Das Urteil des Sad Rejonowy (Rayonsgericht) Szczecin, VIII. Familien- und Jugendabteilung, vom 10. Mai 2000 ist mit der Vollstreckungsklausel zu ver-sehen.
Die zu vollstreckende Verpflichtung lautet: Der Beklagte C (rich¬tig: C1) wird verurteilt, eine Unterhaltsrente zugunsten der minderjährigen Antragstellerin X zu zahlen, und zwar im Betrag von je 400,- (vierhundert) Zloty monatlich ab dem 19.4.2000, zahlbar im voraus bis zum 15. jeden Monats.
Der weitergehende Antrag wird zurückgewiesen.
Für das Verfahren vor dem Landgericht werden keine Gerichtskosten erhoben. Die Kosten des Beschwerdeverfahrens werden gegeneinander aufgehoben.
Der Gegenstandswert beider Instanzen beträgt 4.420,43 €.
G r ü n d e
I.
Die gemäß § 11 Anerkennungs- und Vollstreckungsausführungsgesetz - AVAG - vom 19.2.2001 und Art.40 Luganer Übereinkommen über die gerichtliche Zuständigkeit und die Vollstreckung gerichtlicher Entscheidungen in Zivil- und Handelssachen
- LugÜ - vom 16.9.1988 (BGBl.1994 II 2660) unbefristete Beschwerde ist zulässig.
Sie hat in der Sache jedoch nur teilweise Erfolg, weil der Antrag über die Verurteilung des Antragsgegners durch das polnische Gericht hinausgeht.

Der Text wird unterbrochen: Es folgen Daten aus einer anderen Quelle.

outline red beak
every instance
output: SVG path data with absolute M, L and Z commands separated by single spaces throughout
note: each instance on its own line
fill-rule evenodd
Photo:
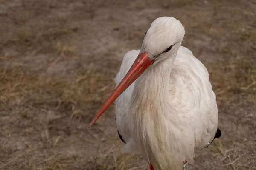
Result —
M 148 57 L 146 52 L 140 53 L 133 64 L 107 101 L 100 108 L 98 113 L 91 122 L 88 128 L 90 128 L 99 118 L 110 105 L 139 77 L 139 76 L 154 62 Z

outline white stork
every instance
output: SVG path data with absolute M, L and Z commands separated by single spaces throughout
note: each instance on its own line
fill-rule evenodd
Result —
M 175 18 L 156 19 L 140 50 L 124 57 L 116 87 L 88 127 L 117 99 L 122 151 L 141 154 L 151 170 L 181 169 L 184 161 L 193 162 L 195 150 L 207 147 L 221 135 L 208 72 L 181 46 L 184 34 Z

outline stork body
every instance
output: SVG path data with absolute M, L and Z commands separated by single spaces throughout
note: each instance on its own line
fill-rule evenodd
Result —
M 90 125 L 117 98 L 122 151 L 142 155 L 155 170 L 181 169 L 221 134 L 208 71 L 181 46 L 184 34 L 173 17 L 152 23 L 141 49 L 124 57 L 116 90 Z

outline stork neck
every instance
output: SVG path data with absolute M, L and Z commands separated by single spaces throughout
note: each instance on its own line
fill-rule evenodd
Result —
M 167 109 L 169 79 L 174 60 L 169 57 L 151 65 L 137 79 L 132 97 L 132 110 L 154 114 Z

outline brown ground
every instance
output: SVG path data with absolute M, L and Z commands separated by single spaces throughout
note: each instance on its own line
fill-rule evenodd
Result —
M 256 170 L 256 1 L 0 1 L 0 169 L 148 170 L 120 153 L 113 105 L 87 126 L 124 54 L 167 15 L 217 96 L 222 136 L 191 169 Z

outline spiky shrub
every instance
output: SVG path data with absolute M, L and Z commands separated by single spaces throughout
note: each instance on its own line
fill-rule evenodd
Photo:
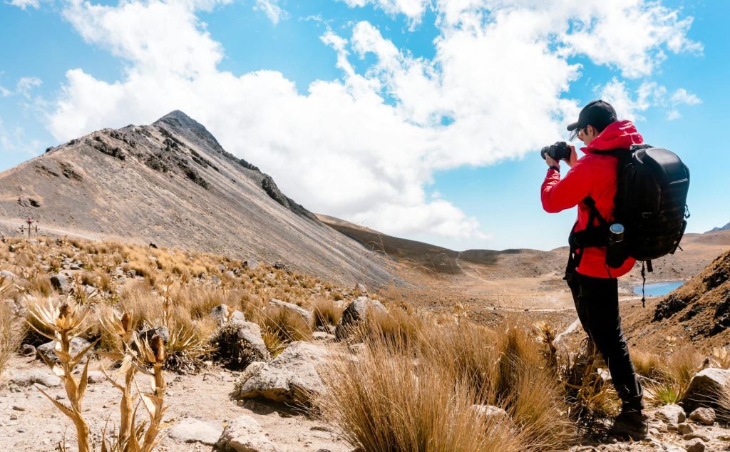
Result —
M 101 450 L 110 452 L 150 452 L 159 443 L 158 435 L 162 425 L 162 416 L 166 410 L 164 406 L 165 379 L 163 367 L 166 360 L 164 342 L 161 337 L 153 334 L 150 340 L 140 338 L 134 331 L 132 316 L 123 313 L 114 314 L 105 319 L 105 325 L 117 334 L 123 344 L 123 350 L 107 353 L 120 361 L 119 375 L 124 375 L 123 383 L 107 375 L 112 384 L 122 392 L 120 400 L 120 426 L 115 441 L 109 441 L 106 432 L 102 435 Z M 132 344 L 134 343 L 134 346 Z M 150 386 L 142 389 L 137 383 L 137 374 L 150 377 Z M 137 393 L 133 392 L 137 388 Z M 134 424 L 137 408 L 133 408 L 137 397 L 141 398 L 149 421 Z
M 279 342 L 288 344 L 312 338 L 312 327 L 304 318 L 285 307 L 269 306 L 262 310 L 258 320 L 262 332 L 273 336 L 272 339 L 276 338 Z
M 702 361 L 702 356 L 691 345 L 681 346 L 664 356 L 655 369 L 653 378 L 646 384 L 645 399 L 648 403 L 678 403 L 684 398 Z
M 212 351 L 213 358 L 234 369 L 245 369 L 258 361 L 258 353 L 241 334 L 241 328 L 235 322 L 226 322 L 219 326 L 209 340 L 208 347 Z
M 328 389 L 318 402 L 323 416 L 360 450 L 523 450 L 509 424 L 474 408 L 468 385 L 383 340 L 371 341 L 357 360 L 334 359 L 322 375 Z
M 89 426 L 82 414 L 82 400 L 86 393 L 87 375 L 91 359 L 87 359 L 80 377 L 74 377 L 72 372 L 87 352 L 93 347 L 93 344 L 89 345 L 76 355 L 72 355 L 71 340 L 82 332 L 87 313 L 86 309 L 71 306 L 67 302 L 56 305 L 50 301 L 47 305 L 37 306 L 31 311 L 31 315 L 39 323 L 43 325 L 46 330 L 53 332 L 53 335 L 51 336 L 37 330 L 38 333 L 56 342 L 55 353 L 60 365 L 47 361 L 45 358 L 44 361 L 64 382 L 69 405 L 58 402 L 40 388 L 38 390 L 73 421 L 76 427 L 79 452 L 88 452 L 90 450 Z M 31 326 L 33 327 L 32 323 Z
M 22 323 L 16 318 L 13 307 L 4 299 L 12 289 L 10 283 L 0 278 L 0 377 L 23 335 Z

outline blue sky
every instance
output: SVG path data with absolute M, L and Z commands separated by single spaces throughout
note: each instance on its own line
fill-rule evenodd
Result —
M 730 2 L 482 3 L 4 1 L 0 170 L 180 108 L 315 211 L 549 249 L 575 212 L 542 212 L 537 149 L 603 96 L 690 167 L 690 231 L 730 221 Z

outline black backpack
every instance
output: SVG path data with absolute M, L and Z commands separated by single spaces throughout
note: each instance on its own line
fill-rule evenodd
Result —
M 634 145 L 618 163 L 615 222 L 623 225 L 626 251 L 637 261 L 674 254 L 689 211 L 689 169 L 675 153 Z
M 588 226 L 571 233 L 571 256 L 577 261 L 569 263 L 569 267 L 580 264 L 581 256 L 575 257 L 575 250 L 587 247 L 608 246 L 607 257 L 618 253 L 619 264 L 614 268 L 631 256 L 645 261 L 650 272 L 652 259 L 677 250 L 689 218 L 689 169 L 676 154 L 666 149 L 634 145 L 628 150 L 598 151 L 619 158 L 613 223 L 623 225 L 620 249 L 612 249 L 608 238 L 610 225 L 596 208 L 593 199 L 587 196 L 583 202 L 591 212 Z M 596 221 L 599 226 L 594 224 Z M 607 264 L 607 269 L 610 271 Z

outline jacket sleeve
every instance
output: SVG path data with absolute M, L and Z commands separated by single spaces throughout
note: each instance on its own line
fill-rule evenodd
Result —
M 588 166 L 579 160 L 563 179 L 560 178 L 560 172 L 549 169 L 542 183 L 540 199 L 545 212 L 556 213 L 575 207 L 590 193 Z

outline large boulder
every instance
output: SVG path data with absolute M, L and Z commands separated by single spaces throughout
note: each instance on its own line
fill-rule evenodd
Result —
M 682 400 L 687 413 L 702 407 L 716 408 L 718 396 L 730 385 L 730 370 L 708 367 L 692 378 Z
M 337 324 L 337 337 L 344 337 L 347 335 L 349 328 L 364 321 L 369 310 L 386 312 L 385 307 L 377 300 L 370 299 L 366 296 L 358 296 L 342 312 L 342 318 Z
M 229 314 L 231 315 L 230 320 L 231 321 L 239 321 L 242 322 L 246 321 L 245 316 L 244 316 L 243 313 L 241 311 L 237 309 L 233 311 L 232 314 L 231 314 L 229 310 L 230 308 L 228 307 L 228 305 L 222 303 L 210 310 L 210 316 L 213 318 L 213 320 L 215 320 L 219 326 L 228 321 Z
M 66 273 L 55 273 L 50 277 L 50 284 L 61 294 L 70 294 L 74 288 L 71 277 Z
M 38 352 L 39 356 L 45 358 L 48 362 L 60 363 L 61 361 L 58 360 L 58 356 L 55 353 L 55 345 L 56 342 L 55 340 L 52 340 L 50 342 L 43 344 L 42 345 L 39 345 L 36 348 L 36 351 Z M 74 337 L 71 340 L 71 356 L 75 356 L 91 345 L 91 343 L 82 337 Z M 89 349 L 89 351 L 86 352 L 84 357 L 81 359 L 81 364 L 86 362 L 86 361 L 89 359 L 89 356 L 91 356 L 93 353 L 93 350 Z
M 214 357 L 231 369 L 245 369 L 254 361 L 267 361 L 271 355 L 258 325 L 245 321 L 226 322 L 210 337 Z
M 206 445 L 215 445 L 223 429 L 199 421 L 195 418 L 185 418 L 174 425 L 168 435 L 171 438 L 185 443 L 201 443 Z
M 317 368 L 327 354 L 321 345 L 292 342 L 271 362 L 251 364 L 236 383 L 235 397 L 307 405 L 325 390 Z
M 307 323 L 312 324 L 312 313 L 309 312 L 308 310 L 307 310 L 303 307 L 300 307 L 296 304 L 294 304 L 293 303 L 287 303 L 286 302 L 283 302 L 275 298 L 272 298 L 269 302 L 269 303 L 270 304 L 273 304 L 274 306 L 283 307 L 284 309 L 290 310 L 293 313 L 296 313 L 299 315 L 301 315 L 301 318 L 304 318 L 304 321 L 306 321 Z
M 277 448 L 251 416 L 241 415 L 226 426 L 215 443 L 223 452 L 277 452 Z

Die Entscheidung des Landgerichts war allerdings schon unzulässig, denn es hat in der Hauptsache entschieden, obwohl der Antrag auf Vollstreckbarerklärung ausdrücklich unter den Vorbehalt der Bewilligung von Prozeßkostenhilfe gestellt worden war und das Landgericht diese verweigert hat.
II.
Die Antragstellerin begehrt die Vollstreckbarerklärung eines polnischen Urteils hinsichtlich des Ausspruchs zum Kindesunterhalt. Das Urteil hat darüber hinaus die Vaterschaft des Antragsgegners festgestellt, den Familiennamen des Kindes und das Sorgerecht geregelt und der Mutter 800,- Zloty als Aufwendungsersatz für die Säuglingsausstattung zuerkannt.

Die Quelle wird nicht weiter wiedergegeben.